To calculate the ΔH for the reaction using standard enthalpies of formation, we need to use the balanced equation and the standard enthalpies of formation for each compound involved.
Given:
Standard enthalpy of formation of liquid pentane (C5H12): -146.8 kJ/mol
Standard enthalpy of formation of CO2: 393.5 kJ/mol
Standard enthalpy of formation of H2O: 40.7 kJ/mol
The balanced equation is:
C5H12(l) + 8O2(g) -> 5CO2(g) + 6H2O(g)
Step 1: Calculate the ΔH for the products.
ΔH for CO2 = (5 mol) * (393.5 kJ/mol) = 1967.5 kJ
ΔH for H2O = (6 mol) * (40.7 kJ/mol) = 244.2 kJ
Step 2: Calculate the ΔH for the reactants.
ΔH for C5H12 = (1 mol) * (-146.8 kJ/mol) = -146.8 kJ
Step 3: Calculate the ΔH for the reaction using the equation:
ΔH = ΣΔH(products) - ΣΔH(reactants)
ΔH = (ΔH for CO2 + ΔH for H2O) - (ΔH for C5H12)
ΔH = (1967.5 kJ + 244.2 kJ) - (-146.8 kJ)
ΔH = 2211.7 kJ + 146.8 kJ
ΔH = 2358.5 kJ
Therefore, the ΔH for the reaction is 2358.5 kJ.
To calculate the ΔH for the given reaction using standard enthalpies of formation, you need to follow these steps:
Step 1: Write down the balanced equation for the reaction:
C5H12(l) + 8O2(g) → 5CO2(g) + 6H2O(g)
Step 2: Calculate the ΔH for the reaction by using the standard enthalpies of formation for each compound involved. The standard enthalpy of formation (∆Hf°) is the change in enthalpy when 1 mole of a compound is formed from its constituent elements in their standard states at 298 K and 1 atm pressure.

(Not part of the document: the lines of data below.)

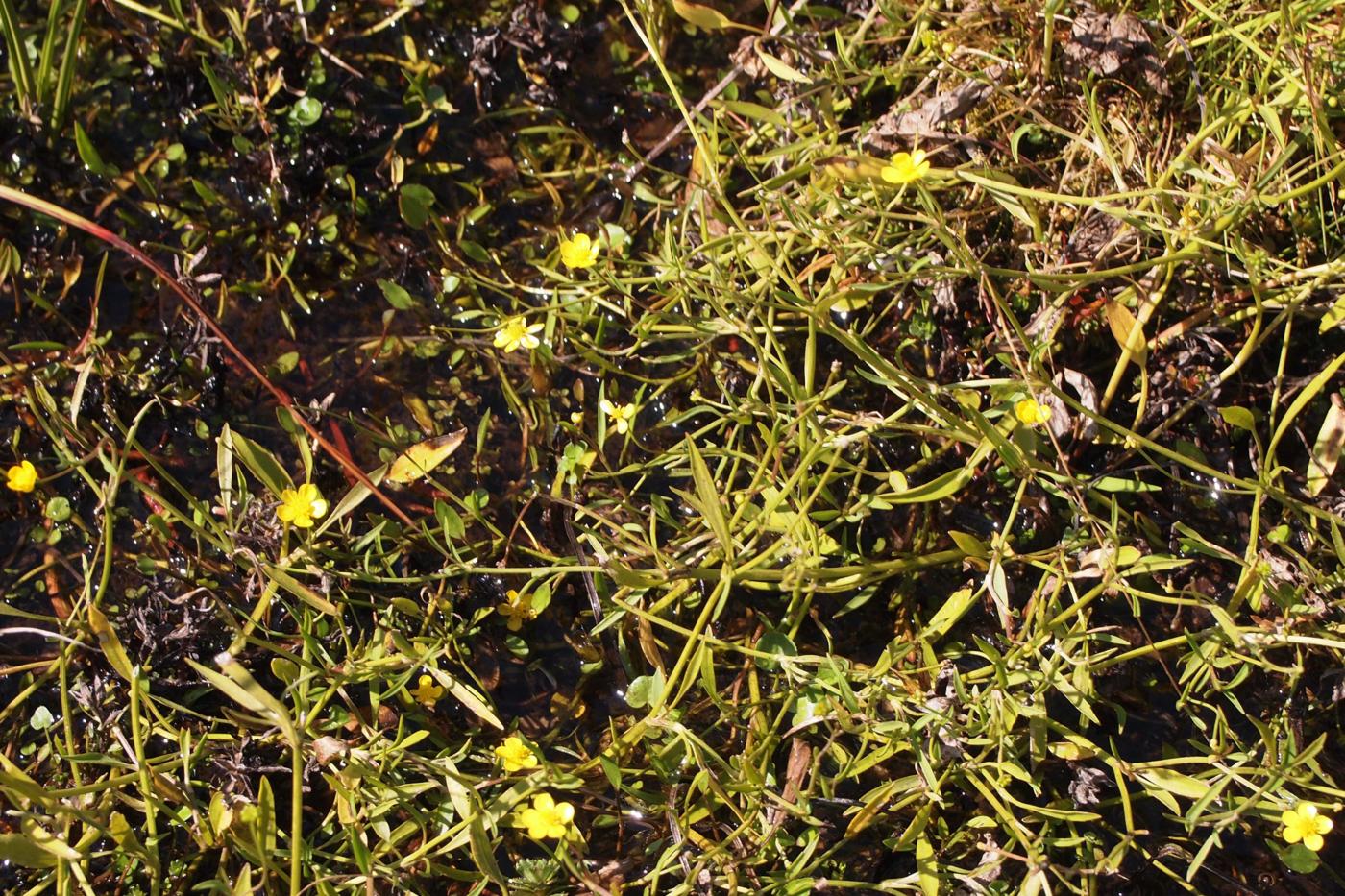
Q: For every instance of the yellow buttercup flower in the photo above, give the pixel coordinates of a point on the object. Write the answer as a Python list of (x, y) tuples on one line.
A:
[(302, 506), (517, 608), (518, 334), (1032, 412), (1305, 825), (515, 755), (427, 691), (622, 416), (578, 251), (22, 476), (547, 818), (907, 167)]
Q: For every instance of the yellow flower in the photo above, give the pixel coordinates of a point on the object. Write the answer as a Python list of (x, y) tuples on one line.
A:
[(622, 416), (518, 610), (1032, 412), (517, 334), (578, 251), (302, 506), (547, 818), (1304, 824), (515, 755), (907, 167), (22, 476), (427, 691)]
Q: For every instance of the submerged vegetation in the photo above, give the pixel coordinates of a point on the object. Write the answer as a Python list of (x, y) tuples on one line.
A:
[(668, 447)]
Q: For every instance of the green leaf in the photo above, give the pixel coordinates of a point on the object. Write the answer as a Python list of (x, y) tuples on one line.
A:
[(954, 608), (1297, 859), (87, 154), (777, 644), (421, 459), (701, 16), (306, 111), (1239, 417), (782, 69), (23, 852), (416, 202), (397, 298), (58, 509), (708, 498), (40, 718), (110, 642), (468, 697), (259, 462), (646, 690)]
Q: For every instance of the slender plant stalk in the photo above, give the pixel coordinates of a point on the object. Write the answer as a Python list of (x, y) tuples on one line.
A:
[(17, 57)]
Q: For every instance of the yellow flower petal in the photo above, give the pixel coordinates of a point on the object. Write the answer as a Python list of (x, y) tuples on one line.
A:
[(22, 476), (578, 251)]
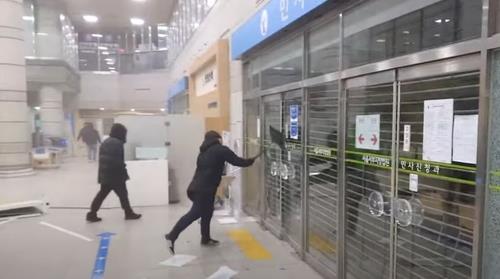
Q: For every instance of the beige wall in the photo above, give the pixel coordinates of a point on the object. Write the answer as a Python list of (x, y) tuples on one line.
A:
[(217, 58)]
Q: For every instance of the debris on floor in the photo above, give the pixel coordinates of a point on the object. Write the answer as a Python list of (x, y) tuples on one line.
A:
[(223, 272), (178, 260)]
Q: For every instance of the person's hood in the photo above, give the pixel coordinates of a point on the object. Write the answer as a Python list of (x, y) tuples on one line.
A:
[(118, 131), (211, 138)]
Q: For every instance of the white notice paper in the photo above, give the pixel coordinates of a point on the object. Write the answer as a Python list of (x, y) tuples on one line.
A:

Given the standard enthalpy of formation values:
∆Hf° (C5H12) = -146.8 kJ/mol
∆Hf° (CO2) = 393.5 kJ/mol
∆Hf° (H2O) = 40.7 kJ/mol
Step 3: Determine the net ΔH by taking into account the stoichiometric coefficients of the balanced equation. The ΔH for a reaction is the sum of the products' enthalpies minus the sum of the reactants' enthalpies.
ΔHrxn = (5 × ∆Hf° (CO2)) + (6 × ∆Hf° (H2O)) - (∆Hf° (C5H12) + 8 × ∆Hf° (O2))
Step 4: Substitute the known values into the equation and calculate:
ΔHrxn = (5 × 393.5) + (6 × 40.7) - (-146.8 + 8 × 0)
ΔHrxn = 1967.5 + 244.2 + 146.8
ΔHrxn ≈ 2358.5 kJ
Therefore, the ΔH for the given reaction using standard enthalpies of formation is approximately 2358.5 kJ.